As a red-capped Roman Alliance saw them into the open loft, she thought her stomach might cast up what little food she’d consumed over the past day. What if they’d taken Nolan directly to Rome? What if he’d attempted something stupid—it was Nolan, after all—and they’d harmed him?

Benjamin stood from the sofa and faced them, temporarily allaying her worries. The London faction leader wouldn’t still be in Paris if Nolan had escaped, would he? Nadia was there as well, though she remained on her cushion, her arms crossed and legs relaxed.
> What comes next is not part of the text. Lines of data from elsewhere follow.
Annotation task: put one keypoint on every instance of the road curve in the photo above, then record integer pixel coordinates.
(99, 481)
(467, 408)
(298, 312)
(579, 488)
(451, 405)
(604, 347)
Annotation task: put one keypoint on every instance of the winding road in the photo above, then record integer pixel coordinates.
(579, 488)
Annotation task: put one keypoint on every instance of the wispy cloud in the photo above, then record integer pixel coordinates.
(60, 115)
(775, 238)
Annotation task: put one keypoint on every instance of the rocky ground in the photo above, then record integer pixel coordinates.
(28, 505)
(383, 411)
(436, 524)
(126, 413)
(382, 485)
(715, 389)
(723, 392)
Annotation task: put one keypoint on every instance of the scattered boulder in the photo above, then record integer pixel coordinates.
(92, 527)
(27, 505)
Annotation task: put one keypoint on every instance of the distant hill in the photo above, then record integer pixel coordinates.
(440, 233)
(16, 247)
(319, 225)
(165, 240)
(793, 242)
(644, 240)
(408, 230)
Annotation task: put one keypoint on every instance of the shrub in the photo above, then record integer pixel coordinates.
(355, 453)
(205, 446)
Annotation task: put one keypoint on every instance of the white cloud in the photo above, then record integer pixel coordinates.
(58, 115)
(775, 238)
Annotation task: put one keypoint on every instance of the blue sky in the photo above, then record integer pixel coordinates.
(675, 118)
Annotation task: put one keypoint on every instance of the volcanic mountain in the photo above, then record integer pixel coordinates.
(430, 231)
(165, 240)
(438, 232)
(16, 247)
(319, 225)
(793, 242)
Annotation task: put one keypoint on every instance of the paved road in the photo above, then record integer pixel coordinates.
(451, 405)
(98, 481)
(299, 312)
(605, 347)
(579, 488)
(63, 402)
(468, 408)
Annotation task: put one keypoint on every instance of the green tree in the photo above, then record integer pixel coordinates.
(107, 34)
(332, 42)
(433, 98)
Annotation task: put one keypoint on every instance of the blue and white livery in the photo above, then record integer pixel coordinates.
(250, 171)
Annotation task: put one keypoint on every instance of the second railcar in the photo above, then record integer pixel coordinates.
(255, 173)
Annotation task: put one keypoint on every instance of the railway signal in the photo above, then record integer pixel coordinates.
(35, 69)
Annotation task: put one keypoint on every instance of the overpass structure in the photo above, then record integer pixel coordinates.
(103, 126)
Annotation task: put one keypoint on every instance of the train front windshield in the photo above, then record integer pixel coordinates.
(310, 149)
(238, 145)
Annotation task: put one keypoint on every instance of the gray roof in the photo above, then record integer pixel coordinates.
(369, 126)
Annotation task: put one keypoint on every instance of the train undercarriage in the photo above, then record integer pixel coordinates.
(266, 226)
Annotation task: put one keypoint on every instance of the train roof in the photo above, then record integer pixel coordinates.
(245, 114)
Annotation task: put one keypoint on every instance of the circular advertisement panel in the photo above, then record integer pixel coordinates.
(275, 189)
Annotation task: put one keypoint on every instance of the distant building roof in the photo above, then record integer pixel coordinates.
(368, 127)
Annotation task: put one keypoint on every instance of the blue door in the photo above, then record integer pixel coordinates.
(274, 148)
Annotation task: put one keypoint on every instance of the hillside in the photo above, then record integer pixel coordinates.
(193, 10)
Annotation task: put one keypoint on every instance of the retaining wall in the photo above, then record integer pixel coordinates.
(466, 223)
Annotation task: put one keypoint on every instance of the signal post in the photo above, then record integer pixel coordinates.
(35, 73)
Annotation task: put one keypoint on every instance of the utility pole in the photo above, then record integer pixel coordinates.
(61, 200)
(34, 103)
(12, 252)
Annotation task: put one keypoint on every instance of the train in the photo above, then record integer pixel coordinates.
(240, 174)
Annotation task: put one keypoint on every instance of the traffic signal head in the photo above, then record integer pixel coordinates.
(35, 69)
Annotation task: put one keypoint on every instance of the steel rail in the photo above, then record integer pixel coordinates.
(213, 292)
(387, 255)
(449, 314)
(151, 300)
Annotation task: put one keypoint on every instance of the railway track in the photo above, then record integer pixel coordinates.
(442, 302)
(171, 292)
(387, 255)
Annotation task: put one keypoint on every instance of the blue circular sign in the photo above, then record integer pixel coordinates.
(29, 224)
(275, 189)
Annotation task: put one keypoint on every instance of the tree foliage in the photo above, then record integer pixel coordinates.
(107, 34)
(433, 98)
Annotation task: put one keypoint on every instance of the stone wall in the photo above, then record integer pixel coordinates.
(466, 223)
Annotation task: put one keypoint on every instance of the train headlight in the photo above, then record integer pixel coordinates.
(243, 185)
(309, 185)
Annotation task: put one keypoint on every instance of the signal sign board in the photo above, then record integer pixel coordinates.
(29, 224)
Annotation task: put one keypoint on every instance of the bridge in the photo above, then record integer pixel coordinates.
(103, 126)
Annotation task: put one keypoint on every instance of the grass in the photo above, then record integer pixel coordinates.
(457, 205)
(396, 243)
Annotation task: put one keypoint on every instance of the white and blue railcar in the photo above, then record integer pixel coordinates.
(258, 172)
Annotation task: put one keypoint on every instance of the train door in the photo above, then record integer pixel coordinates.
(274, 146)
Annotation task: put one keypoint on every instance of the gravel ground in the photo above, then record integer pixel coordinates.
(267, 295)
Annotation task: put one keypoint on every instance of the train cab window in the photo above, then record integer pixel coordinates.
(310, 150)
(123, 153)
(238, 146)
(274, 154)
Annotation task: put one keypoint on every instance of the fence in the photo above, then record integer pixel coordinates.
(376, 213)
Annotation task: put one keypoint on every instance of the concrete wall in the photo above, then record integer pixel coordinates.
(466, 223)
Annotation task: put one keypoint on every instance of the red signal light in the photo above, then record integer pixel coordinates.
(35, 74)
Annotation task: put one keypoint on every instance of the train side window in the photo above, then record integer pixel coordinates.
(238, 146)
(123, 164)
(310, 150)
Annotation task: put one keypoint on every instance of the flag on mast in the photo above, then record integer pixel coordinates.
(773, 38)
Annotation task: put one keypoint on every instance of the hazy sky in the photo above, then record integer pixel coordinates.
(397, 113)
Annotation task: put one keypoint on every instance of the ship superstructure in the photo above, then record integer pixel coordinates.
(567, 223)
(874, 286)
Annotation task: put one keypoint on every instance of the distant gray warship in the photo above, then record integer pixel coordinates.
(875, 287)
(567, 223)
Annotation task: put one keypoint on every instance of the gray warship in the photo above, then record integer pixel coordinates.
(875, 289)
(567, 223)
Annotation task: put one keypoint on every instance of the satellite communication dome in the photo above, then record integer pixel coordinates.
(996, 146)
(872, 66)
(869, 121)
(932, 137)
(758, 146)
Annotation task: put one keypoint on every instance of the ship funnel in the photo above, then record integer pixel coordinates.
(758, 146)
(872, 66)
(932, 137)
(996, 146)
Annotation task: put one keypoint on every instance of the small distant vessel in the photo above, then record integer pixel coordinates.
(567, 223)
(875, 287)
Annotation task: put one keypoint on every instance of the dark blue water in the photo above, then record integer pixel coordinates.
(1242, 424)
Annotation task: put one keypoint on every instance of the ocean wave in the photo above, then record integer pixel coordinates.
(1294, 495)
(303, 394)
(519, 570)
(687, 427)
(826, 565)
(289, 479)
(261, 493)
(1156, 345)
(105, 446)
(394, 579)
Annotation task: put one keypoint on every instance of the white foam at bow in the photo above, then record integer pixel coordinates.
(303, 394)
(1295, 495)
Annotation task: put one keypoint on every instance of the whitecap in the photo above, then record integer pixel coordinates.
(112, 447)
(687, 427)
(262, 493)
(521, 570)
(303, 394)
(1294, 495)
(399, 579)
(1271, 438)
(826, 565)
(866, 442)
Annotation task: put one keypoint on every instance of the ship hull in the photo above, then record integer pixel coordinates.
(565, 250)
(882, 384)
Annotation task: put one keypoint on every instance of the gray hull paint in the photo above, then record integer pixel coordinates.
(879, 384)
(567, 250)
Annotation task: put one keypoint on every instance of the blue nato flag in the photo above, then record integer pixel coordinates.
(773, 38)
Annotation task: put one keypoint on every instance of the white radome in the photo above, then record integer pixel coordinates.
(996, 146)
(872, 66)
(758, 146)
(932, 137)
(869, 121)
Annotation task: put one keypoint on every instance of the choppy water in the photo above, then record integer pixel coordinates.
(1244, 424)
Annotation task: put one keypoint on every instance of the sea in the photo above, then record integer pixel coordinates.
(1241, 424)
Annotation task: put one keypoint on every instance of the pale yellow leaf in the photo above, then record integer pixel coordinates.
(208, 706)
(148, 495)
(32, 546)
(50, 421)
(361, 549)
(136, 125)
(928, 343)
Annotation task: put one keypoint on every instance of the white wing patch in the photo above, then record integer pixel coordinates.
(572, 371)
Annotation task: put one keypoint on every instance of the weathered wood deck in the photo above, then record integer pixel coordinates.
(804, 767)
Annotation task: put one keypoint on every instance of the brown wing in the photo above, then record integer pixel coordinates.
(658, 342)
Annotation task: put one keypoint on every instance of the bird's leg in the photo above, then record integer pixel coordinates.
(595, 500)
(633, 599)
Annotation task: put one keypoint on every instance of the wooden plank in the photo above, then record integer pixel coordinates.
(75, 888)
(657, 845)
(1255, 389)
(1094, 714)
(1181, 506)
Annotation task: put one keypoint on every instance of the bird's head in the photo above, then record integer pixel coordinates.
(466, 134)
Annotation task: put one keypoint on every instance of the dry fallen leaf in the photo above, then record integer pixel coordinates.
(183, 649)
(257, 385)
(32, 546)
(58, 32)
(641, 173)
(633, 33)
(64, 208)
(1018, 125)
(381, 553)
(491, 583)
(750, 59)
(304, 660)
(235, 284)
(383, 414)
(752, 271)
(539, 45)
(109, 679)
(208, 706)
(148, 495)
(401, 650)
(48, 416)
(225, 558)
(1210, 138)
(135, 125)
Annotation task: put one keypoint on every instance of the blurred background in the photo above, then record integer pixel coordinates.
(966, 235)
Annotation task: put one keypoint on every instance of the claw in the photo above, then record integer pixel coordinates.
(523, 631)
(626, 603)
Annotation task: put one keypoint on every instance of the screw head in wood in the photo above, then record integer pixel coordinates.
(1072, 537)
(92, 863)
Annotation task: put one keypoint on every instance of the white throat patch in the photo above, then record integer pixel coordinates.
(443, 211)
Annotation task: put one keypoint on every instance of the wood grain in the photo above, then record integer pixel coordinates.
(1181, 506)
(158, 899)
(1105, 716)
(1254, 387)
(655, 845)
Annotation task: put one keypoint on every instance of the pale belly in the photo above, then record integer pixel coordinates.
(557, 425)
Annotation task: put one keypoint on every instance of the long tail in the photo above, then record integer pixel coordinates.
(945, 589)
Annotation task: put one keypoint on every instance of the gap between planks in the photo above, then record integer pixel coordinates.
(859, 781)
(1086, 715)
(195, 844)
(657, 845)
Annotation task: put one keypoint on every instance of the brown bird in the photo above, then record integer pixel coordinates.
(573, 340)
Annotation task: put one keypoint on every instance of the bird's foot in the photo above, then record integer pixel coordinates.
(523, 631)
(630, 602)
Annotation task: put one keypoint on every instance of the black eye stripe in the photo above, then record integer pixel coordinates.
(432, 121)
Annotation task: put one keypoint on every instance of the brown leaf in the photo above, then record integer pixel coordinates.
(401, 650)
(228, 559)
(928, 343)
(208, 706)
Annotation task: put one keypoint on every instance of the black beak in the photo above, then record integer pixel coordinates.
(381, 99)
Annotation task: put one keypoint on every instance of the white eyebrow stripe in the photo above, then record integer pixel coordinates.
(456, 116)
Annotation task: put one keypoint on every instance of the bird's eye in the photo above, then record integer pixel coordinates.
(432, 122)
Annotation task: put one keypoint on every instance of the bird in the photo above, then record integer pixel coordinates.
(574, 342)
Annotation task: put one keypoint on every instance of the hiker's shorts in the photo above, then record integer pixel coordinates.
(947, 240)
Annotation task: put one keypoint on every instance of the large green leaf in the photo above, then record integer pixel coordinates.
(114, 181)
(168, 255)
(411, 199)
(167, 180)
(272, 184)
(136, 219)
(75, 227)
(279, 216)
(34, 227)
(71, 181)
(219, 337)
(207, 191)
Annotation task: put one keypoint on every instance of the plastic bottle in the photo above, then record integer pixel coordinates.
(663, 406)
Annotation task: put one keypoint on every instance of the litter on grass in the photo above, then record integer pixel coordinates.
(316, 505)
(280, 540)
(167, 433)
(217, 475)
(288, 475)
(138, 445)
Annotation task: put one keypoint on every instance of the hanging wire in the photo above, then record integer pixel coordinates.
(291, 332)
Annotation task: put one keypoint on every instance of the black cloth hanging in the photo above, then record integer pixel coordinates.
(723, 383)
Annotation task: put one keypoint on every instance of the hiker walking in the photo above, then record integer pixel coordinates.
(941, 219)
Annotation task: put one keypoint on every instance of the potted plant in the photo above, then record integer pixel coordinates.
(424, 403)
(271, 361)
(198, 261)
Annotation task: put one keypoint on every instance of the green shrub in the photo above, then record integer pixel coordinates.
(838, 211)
Vander was seated beside her, his shirtfront torn and bloodied.

“Gabby?” He stood up, a tender hand against his wounded side. “What are you doing here?”

She searched the room. “Is Ingrid with you?”

“What’s happened?” Rory asked before Vander could answer. Gabby didn’t see her sister. She did notice, however, that the dozen or more Alliance members present, both Roman and Parisian, looked ragged and drawn, and were just as blood-spattered as Vander.

“Axia happened. Her demons. The Dusters, fallen under her spell. The damned gargoyles,” a Paris Alliance member spat out as he crossed the loft toward them. He had intense gray eyes, silver-dusted black hair, and a rugged set to his chin.

“The Dispossessed are with us, Hans,” Vander replied, his voice hard. His flash of anger surprised Gabby.

Hans snorted and muttered something indecipherable. Behind him, in the hallway of curtained-off rooms, stood a willowy man in a crimson cape and matching crimson beret, his hair white as powder underneath. He would have resembled a Vatican cardinal had it not been for the brace of swords he wore at his hip.

“Where is Ingrid?” she asked again. If the Dusters were under Axia’s command, what did that mean for Ingrid and Grayson? Or Vander, for that matter?

Vander pursed his lips. “I don’t know.”

Gabby closed her eyes and forced her breathing to steady. Her sister would be fine. She had Marco. She would have Luc, even if the gargoyle was no longer her protector. Gabby had to remain focused, just as Ingrid would do.

“We’re here for Nolan,” she said, opening her eyes again.

“Quinn is a traitor and will be punished accordingly,” Hans replied.